We’re all familiar with the iconic scene from the first Iron Man film, where Tony states to the press ‘I am Iron Man’. Slott and Schiti, with great purpose in mind, do a fantastic play on that sequence here to establish the new mission statement for the character and the story. Rather than utter those famous words, Tony tells the world ‘We are Iron Man’, because as he puts it, Iron Man isn’t just him, it’s not just a person, it’s an idea. This is really the driving engine of this run. The man known for his ego must share, it is no longer ‘I’, it is ‘We’. Slott and Schiti even re-frame Tony’s origin nicely in order to fit with this, with Tony exclaiming that in the past he was a solo-player but at his lowest point, in his case, in order to save his life, he had to learn to play well with others. Looking past himself to join with others is very much at the root of Tony Stark and the team really digs into that. The theme of second chances is also a hugely important one for Tony and having returned from his fall with an all new body, he leaps forward with renewed purpose and energy to change the world once more.

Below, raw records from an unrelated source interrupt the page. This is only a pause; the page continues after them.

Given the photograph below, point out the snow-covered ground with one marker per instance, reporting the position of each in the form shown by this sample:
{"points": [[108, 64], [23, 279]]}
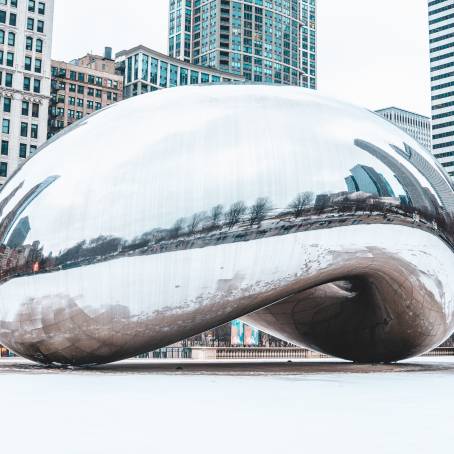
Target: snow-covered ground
{"points": [[125, 412]]}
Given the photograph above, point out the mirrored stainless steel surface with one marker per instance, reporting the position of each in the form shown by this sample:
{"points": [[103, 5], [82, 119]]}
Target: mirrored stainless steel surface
{"points": [[177, 211]]}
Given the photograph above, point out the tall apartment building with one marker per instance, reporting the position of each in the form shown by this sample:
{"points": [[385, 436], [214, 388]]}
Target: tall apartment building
{"points": [[82, 87], [417, 126], [146, 70], [272, 41], [441, 29], [25, 53]]}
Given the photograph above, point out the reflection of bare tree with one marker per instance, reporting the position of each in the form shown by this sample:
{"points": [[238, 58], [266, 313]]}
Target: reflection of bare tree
{"points": [[216, 215], [234, 214], [258, 211], [300, 202], [177, 228], [195, 221]]}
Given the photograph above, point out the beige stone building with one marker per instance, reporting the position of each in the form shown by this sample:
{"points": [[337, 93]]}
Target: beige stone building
{"points": [[81, 87]]}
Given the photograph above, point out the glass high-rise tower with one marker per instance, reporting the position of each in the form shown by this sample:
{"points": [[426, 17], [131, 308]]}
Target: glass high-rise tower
{"points": [[271, 41], [441, 27]]}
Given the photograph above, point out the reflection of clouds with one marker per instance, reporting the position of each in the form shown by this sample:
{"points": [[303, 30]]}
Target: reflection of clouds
{"points": [[162, 156]]}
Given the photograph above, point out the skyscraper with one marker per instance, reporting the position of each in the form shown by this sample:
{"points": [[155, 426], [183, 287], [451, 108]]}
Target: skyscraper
{"points": [[81, 87], [441, 28], [26, 38], [265, 41], [417, 126], [367, 179]]}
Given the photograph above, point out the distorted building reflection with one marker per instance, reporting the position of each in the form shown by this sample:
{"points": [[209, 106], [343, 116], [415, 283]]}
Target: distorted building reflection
{"points": [[339, 242]]}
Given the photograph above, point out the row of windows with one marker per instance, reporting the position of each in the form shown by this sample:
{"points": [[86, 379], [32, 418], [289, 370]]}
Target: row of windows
{"points": [[441, 38], [22, 150], [9, 61], [443, 66], [443, 125], [24, 128], [444, 134], [12, 18], [443, 95], [441, 19], [443, 115], [31, 22], [444, 155], [440, 10], [72, 113], [31, 25], [443, 145], [444, 46], [25, 109], [436, 2], [13, 3], [83, 77], [40, 8], [442, 76], [442, 106], [440, 87], [27, 84], [442, 57], [442, 28], [81, 90]]}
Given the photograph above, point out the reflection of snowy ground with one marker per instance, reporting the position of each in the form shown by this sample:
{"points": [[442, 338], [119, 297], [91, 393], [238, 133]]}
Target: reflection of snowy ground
{"points": [[85, 413]]}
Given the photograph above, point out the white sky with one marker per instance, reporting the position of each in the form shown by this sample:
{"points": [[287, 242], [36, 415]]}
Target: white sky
{"points": [[372, 53]]}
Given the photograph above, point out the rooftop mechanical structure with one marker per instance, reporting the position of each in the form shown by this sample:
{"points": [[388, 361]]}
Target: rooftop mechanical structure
{"points": [[171, 213]]}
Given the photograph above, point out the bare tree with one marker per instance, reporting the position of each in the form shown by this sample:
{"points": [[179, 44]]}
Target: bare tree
{"points": [[177, 228], [195, 221], [258, 211], [300, 202], [216, 214], [234, 214]]}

It’s an approach that’s a bit reminiscent of Grant Morrison’s Batman, wherein the creators took stock of the character’s rich legacy and built a narrative around him embracing those around him, particularly with him sharing his resources and empowering others to join the crusade, no longer alone. While it isn’t quite Batman Incorporated, it’s in a similar space, which is a very good thing. It grants the run ambition, as it’s a massive saga built around examining character via a rich cast of characters that surrounds the hero, reflecting back at the core concept of the entire franchise. And that’s what makes this new look at the franchise so exciting, a really fleshed out cast of characters, a solid support network who inhabit and surround Tony’s world, making everything all the more meaningful. Bhang’s eye-popping everyman excitement, Jocasta’s stern dedication to her beliefs, Rhodey’s nervous out-of-place remarks, all make for a lively and incredibly funny book. Alongside all of them is also Amanda Armstrong, Tony’s biological mother, who brings another new flavor to the book, playing off both Tony and Bhang in fun ways, as a romantic interest develops between her and the latter.
The book channels elements of works such as Black Mirror and Rick and Morty, as Slott promised, but within the first issue there’s also a sense of classic stories like Ultraman, with the kaiju battles evoking tokusatsu tales in charming and thrillingly bombastic ways. Schiti’s manga influences are also fairly evident and they fit perfectly into the mechanized world of Iron Man. Add to that the inclusions and revitalization of old characters like The Controller, Arno Stark, Sunset Bain and Machine Man as antagonistic elements and forces in the saga and you’ve got a winning book.
Tony Stark: Iron Man is a delightful and delicious dive into both the character of Tony Stark and the advanced world of Iron Man and all that it entails. The ride to the future begins now, with all the wonders and horrors it may hold. But regardless, Team Stark is here with us to help ease the burden as the future arrives. Whether it be virtual realities, robot rights or philosophical questions about the nature of sentience, the team is here to tackle it all.